# Serenity Grin



## RangerWickett (May 10, 2005)

_The following is an excerpt from the novel I'm writing, detailing the backstory of one of the characters._

Rodinn pulled his finger out of the cage, disappointed the creature hadn’t bitten him.  He turned to the human shopkeeper and spoke slowly in Lyceian.  “What is it called?”

The man, a greasy pale human named William, growled back, “A bunny.”

Rodinn pondered the caged creature, pushing away a few strands of his gold hair that had fallen in his face when he’d bent to peer at the bunny.  “And you say it’s . . . freshous?”

“Ferocious,” William corrected.  “And if ye cut off ‘eir feet, ‘ey’re good luck.”

He leered, and the gawdy torches the man used to light his shop made his face all the more revolting. Any respectable businessman would have at least paid for the gentler light of candles.  

Rodinn shook his head, not wholly sure he was understanding the surface-dweller’s words, then had to move his hair out of his eyes again.  He’d need to trim it soon.  “No,” he said.  “I don’t need a ferocious beast.  You don’t sell any surface magic?”

The human looked confused, so Rodinn accentuated his words with a brief flash of magic light in his hand.  The human shook his head, and Rodinn shrugged, disappointed.  The only other thing the human had to offer at his brightly-lit stall was a nice variety of surface foods, but Rodinn smelled something nicer further down the way, so he resolved to leave.

In his life, Rodinn had tried three times to make it to the Great Above. He knew as much about it as any Taranesti, and he knew that the Gwenhavesti bounty hunters were looking for him, so he should probably try a fourth time soon. He had hoped William, one of three humans in a city of fifty thousand Taranesti, would have had more to offer.

“Well, my good friend William,” he said in Taranesti, so William simply stared at him blankly, “I’ll come around later if I get hungry.”

Behind him, he heard William grumbling something under his breath.  The shopkeepers of the bazaar tended to think Rodinn drove away customers, and because Rodinn made his living selling flotsam culled from the oily lakes around Melasurej, he was often about in the bazaar, being tolerated, ignored, or loathed.  Most merchants would spot his long bangs, fluffy eyebrows, and blue-eyed grin at a distance, and be ready to turn him away before he could disturb the other customers.

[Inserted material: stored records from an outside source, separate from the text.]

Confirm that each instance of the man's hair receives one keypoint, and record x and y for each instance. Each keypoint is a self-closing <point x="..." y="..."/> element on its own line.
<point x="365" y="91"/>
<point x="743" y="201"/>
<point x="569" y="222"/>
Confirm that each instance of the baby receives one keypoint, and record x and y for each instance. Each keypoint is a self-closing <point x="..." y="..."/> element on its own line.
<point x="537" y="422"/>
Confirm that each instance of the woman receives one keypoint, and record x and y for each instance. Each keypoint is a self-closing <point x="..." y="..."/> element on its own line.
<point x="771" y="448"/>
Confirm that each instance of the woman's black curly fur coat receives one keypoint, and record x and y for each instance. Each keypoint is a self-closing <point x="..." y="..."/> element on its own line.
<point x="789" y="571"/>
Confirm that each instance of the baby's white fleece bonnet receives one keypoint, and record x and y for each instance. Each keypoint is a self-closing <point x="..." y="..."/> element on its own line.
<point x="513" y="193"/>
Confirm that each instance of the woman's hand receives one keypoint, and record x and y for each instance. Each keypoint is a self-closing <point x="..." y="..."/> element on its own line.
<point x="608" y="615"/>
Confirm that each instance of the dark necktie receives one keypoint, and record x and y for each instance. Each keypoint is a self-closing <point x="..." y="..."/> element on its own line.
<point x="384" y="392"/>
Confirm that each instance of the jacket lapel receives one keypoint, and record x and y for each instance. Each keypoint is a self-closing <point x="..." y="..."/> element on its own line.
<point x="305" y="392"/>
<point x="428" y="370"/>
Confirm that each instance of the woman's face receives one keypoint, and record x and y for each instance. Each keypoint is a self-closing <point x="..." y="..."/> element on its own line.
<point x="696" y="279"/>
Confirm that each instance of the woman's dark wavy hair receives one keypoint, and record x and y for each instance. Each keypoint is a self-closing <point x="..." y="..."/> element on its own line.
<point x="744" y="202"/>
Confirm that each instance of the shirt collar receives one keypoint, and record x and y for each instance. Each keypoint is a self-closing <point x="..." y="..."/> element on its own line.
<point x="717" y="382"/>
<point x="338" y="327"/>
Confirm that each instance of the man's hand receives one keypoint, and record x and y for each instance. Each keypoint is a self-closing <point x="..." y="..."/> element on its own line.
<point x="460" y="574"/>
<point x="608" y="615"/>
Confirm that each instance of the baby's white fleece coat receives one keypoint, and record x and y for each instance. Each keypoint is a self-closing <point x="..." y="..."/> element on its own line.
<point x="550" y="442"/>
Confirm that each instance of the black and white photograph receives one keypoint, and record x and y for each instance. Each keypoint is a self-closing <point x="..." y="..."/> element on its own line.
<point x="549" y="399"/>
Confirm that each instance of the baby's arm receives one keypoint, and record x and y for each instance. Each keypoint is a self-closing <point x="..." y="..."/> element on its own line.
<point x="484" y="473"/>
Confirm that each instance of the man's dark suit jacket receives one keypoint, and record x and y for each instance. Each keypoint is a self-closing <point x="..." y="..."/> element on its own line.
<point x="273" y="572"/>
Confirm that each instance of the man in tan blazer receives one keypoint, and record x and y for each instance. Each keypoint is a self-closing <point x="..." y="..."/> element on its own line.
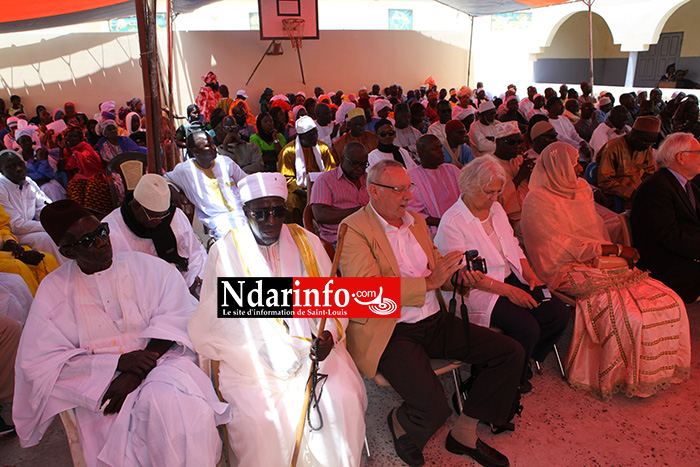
<point x="383" y="239"/>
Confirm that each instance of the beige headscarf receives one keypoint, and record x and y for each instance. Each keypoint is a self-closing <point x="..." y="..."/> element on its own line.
<point x="559" y="220"/>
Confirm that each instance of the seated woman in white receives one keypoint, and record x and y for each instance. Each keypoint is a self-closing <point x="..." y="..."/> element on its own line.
<point x="504" y="298"/>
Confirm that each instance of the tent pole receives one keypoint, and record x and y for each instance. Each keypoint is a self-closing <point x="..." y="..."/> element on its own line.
<point x="469" y="62"/>
<point x="169" y="19"/>
<point x="590" y="39"/>
<point x="146" y="19"/>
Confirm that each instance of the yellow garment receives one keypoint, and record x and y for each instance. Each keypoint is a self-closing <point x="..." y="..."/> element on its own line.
<point x="305" y="250"/>
<point x="32" y="275"/>
<point x="621" y="170"/>
<point x="286" y="166"/>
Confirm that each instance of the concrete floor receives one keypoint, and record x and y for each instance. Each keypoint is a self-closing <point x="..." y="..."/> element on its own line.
<point x="559" y="427"/>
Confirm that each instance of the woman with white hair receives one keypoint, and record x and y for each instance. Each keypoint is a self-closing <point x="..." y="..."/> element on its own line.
<point x="631" y="331"/>
<point x="509" y="297"/>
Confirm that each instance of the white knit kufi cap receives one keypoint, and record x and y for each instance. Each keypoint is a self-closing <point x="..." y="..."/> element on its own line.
<point x="152" y="193"/>
<point x="460" y="113"/>
<point x="486" y="106"/>
<point x="507" y="128"/>
<point x="304" y="125"/>
<point x="262" y="185"/>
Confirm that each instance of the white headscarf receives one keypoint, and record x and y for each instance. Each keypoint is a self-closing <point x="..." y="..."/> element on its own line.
<point x="304" y="125"/>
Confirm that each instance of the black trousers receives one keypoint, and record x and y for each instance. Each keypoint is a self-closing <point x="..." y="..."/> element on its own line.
<point x="537" y="330"/>
<point x="405" y="363"/>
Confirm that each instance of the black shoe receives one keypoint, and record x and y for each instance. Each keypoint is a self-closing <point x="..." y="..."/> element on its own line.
<point x="525" y="387"/>
<point x="405" y="447"/>
<point x="6" y="430"/>
<point x="483" y="453"/>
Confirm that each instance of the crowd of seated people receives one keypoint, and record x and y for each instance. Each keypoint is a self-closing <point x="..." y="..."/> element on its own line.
<point x="417" y="179"/>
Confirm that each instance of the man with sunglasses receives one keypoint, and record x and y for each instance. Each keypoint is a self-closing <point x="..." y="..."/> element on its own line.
<point x="385" y="240"/>
<point x="436" y="182"/>
<point x="107" y="336"/>
<point x="149" y="223"/>
<point x="265" y="362"/>
<point x="627" y="160"/>
<point x="666" y="220"/>
<point x="340" y="192"/>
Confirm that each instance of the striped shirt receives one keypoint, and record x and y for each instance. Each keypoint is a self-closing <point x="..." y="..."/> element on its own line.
<point x="334" y="189"/>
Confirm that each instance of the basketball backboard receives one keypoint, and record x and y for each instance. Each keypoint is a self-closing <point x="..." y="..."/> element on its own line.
<point x="272" y="12"/>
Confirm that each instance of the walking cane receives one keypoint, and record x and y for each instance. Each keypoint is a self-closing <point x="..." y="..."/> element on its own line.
<point x="321" y="326"/>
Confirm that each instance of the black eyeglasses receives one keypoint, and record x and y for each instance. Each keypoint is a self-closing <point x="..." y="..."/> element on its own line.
<point x="398" y="190"/>
<point x="88" y="241"/>
<point x="357" y="165"/>
<point x="262" y="214"/>
<point x="154" y="218"/>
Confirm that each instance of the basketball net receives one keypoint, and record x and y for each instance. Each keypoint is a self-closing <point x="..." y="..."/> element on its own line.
<point x="295" y="30"/>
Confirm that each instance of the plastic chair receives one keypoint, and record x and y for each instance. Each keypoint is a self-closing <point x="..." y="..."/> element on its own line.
<point x="70" y="424"/>
<point x="130" y="166"/>
<point x="626" y="228"/>
<point x="591" y="173"/>
<point x="211" y="369"/>
<point x="439" y="366"/>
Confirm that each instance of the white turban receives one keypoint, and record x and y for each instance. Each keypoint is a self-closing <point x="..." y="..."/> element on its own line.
<point x="486" y="106"/>
<point x="460" y="113"/>
<point x="507" y="128"/>
<point x="261" y="185"/>
<point x="152" y="193"/>
<point x="380" y="104"/>
<point x="304" y="124"/>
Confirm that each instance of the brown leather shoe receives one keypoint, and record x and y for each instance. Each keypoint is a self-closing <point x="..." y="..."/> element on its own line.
<point x="406" y="449"/>
<point x="483" y="453"/>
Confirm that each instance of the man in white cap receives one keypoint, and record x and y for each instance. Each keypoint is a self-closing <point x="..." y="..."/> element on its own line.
<point x="23" y="201"/>
<point x="264" y="361"/>
<point x="444" y="110"/>
<point x="482" y="134"/>
<point x="149" y="223"/>
<point x="508" y="151"/>
<point x="107" y="336"/>
<point x="356" y="132"/>
<point x="209" y="182"/>
<point x="614" y="126"/>
<point x="298" y="159"/>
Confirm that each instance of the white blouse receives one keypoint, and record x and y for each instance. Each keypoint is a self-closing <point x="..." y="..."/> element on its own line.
<point x="460" y="230"/>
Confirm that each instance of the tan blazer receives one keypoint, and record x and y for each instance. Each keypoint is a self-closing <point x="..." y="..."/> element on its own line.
<point x="366" y="252"/>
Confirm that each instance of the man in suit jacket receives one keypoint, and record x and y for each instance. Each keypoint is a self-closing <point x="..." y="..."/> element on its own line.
<point x="666" y="220"/>
<point x="385" y="240"/>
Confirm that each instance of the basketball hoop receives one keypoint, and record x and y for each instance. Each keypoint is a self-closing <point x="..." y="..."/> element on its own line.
<point x="295" y="30"/>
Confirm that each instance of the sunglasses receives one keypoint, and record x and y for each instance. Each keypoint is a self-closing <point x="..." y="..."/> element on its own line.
<point x="398" y="190"/>
<point x="277" y="212"/>
<point x="88" y="241"/>
<point x="154" y="218"/>
<point x="357" y="165"/>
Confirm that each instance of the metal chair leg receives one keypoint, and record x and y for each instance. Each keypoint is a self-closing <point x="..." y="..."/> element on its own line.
<point x="458" y="381"/>
<point x="561" y="367"/>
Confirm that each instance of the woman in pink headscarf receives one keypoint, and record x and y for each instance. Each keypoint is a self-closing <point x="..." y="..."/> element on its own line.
<point x="631" y="331"/>
<point x="208" y="95"/>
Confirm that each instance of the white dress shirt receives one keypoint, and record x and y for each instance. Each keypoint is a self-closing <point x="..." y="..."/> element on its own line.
<point x="413" y="262"/>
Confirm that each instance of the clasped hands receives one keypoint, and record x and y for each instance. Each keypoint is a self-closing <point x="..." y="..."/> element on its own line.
<point x="446" y="267"/>
<point x="134" y="367"/>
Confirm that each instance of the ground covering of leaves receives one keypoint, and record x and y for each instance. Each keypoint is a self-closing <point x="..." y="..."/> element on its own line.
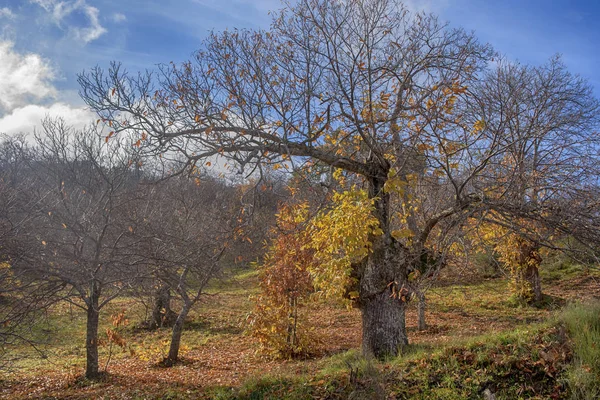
<point x="219" y="361"/>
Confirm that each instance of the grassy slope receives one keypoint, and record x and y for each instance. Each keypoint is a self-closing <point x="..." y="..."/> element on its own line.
<point x="476" y="340"/>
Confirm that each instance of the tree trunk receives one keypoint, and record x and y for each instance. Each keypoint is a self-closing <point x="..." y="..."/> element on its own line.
<point x="384" y="325"/>
<point x="532" y="276"/>
<point x="91" y="339"/>
<point x="162" y="314"/>
<point x="173" y="356"/>
<point x="421" y="305"/>
<point x="383" y="294"/>
<point x="529" y="274"/>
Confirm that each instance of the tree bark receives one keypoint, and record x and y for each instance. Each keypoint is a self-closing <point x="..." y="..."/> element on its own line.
<point x="173" y="356"/>
<point x="530" y="259"/>
<point x="532" y="276"/>
<point x="421" y="305"/>
<point x="162" y="314"/>
<point x="91" y="339"/>
<point x="383" y="294"/>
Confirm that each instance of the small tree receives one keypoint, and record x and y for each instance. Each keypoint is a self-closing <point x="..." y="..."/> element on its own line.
<point x="365" y="86"/>
<point x="76" y="237"/>
<point x="183" y="227"/>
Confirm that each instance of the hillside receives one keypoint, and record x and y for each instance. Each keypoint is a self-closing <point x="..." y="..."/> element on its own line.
<point x="476" y="341"/>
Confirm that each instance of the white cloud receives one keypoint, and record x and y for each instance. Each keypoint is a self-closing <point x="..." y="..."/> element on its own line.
<point x="23" y="78"/>
<point x="118" y="17"/>
<point x="5" y="12"/>
<point x="27" y="119"/>
<point x="59" y="10"/>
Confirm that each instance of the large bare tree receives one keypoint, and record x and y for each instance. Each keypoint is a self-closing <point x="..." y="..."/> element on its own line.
<point x="184" y="226"/>
<point x="359" y="85"/>
<point x="76" y="236"/>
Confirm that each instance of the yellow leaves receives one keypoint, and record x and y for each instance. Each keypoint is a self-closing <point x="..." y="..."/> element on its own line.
<point x="341" y="236"/>
<point x="404" y="233"/>
<point x="478" y="126"/>
<point x="107" y="138"/>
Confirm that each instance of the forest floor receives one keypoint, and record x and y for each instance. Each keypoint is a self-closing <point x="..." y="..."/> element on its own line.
<point x="220" y="361"/>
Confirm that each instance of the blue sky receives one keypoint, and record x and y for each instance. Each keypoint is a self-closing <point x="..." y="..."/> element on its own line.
<point x="45" y="43"/>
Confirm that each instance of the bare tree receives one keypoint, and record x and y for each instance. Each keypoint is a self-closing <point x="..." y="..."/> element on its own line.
<point x="543" y="118"/>
<point x="184" y="226"/>
<point x="75" y="236"/>
<point x="363" y="86"/>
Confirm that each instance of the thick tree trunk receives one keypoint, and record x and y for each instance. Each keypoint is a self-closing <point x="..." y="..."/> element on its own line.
<point x="384" y="325"/>
<point x="383" y="293"/>
<point x="162" y="314"/>
<point x="173" y="356"/>
<point x="530" y="260"/>
<point x="532" y="276"/>
<point x="91" y="339"/>
<point x="421" y="305"/>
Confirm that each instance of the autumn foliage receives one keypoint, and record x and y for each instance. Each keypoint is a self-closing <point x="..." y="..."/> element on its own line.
<point x="285" y="285"/>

Rodinn walked away from the human’s stall and down the aisle of wormskin tents, stopping occasionally to look at something that caught his eye, or listen to conversations in languages he only half-understood. He needed time to plan his trip to the surface, and the walks always gave him ideas.

The Melasurej bazaar teemed with thousands of Taranesti, roaming the crooked streets and aisles through the near-blackness of its humid caverns.  A few torches and magical light spells flickered in the distance, but even without their illumination, the Taranesti could see in the darkness.  The lifeless stone walkways and the occasional decorative stalagmite glistened like wet glass, while the Taranesti and other living creatures gleamed with inner light, their essences reflecting dimly off every surface. Distant groves of plants, growing from the sludge of the city’s waters, provided the glow that gave Melasurej its timeless charm.

Mulesnakes slithered through long crooked tent alleys, drawing sledges laden with purchases; bats chirped overhead in hunting flocks; green-skinned goblin slaves scrambled ahead of their masters on leashes; and occasionally Rodinn spotted races even more bizarre than humans, creatures that wandered down from the mountains of the Great Above.  Ships’ bells echoed through the bazaar from the distant, stalagmite-riddled harbor, and Rodinn hummed to their tunes as his whim led him through the crowd.

Eventually, the ship bells began to ring the end of the working day, as the tide ebbed away.  Rodinn would be need to leave the city in less than an hour if he wanted to catch a caravan back to Rissan’la, or else he would have to wait another three days to set out for the Great Above. Melasurej, as entertaining as it was, had a few too many Gwenhavesti these days for Rodinn’s comfort, and there was talk of stranger creatures coming up from the depths of the Sunless Sea, creatures that had once just been legends. But Rodinn had wanted to say goodbye to the city that had treated him so well, as he had said his goodbyes three times before.

But he did not feel quite satisfied with his entertainment for the day, so he stopped to think of what he’d like to buy.  He was soon distracted by a pair of high-pitched voices speaking in goblin.

“And then the human takes the torch and puts it in the man’s groin, rubbing it in until the fires go out.  ‘Wha’d you do that for?’ the man shouts, and the woman says, ‘My momma always told me sex was easier in the dark, and you told me you wanted me to put out.’”

“Oh, Grebos!  That’s great!  Tell me another one!”

Rodinn chuckled at the dirty joke, and followed the voices to a pair of leashed goblins walking in front of a strange hooded figure.  Rodinn could see what looked like tentacles waving within the shadows of the hood, but he was more interested in the goblins.  The first one, Grebos, was starting into another joke, so Rodinn followed after them, aligning his magic to make it easier for him to hear.

“Well, I was in this cave a few weeks back,” at this the second goblin chuckled, “and I saw a dragon and a wyvern both taking a .  The dragon turns to the wyvern and says, ‘Do you ever have problems with  sticking to your scales?’ and the wyvern says no, so the dragon grabs the wyvern and wipes his ass with it.”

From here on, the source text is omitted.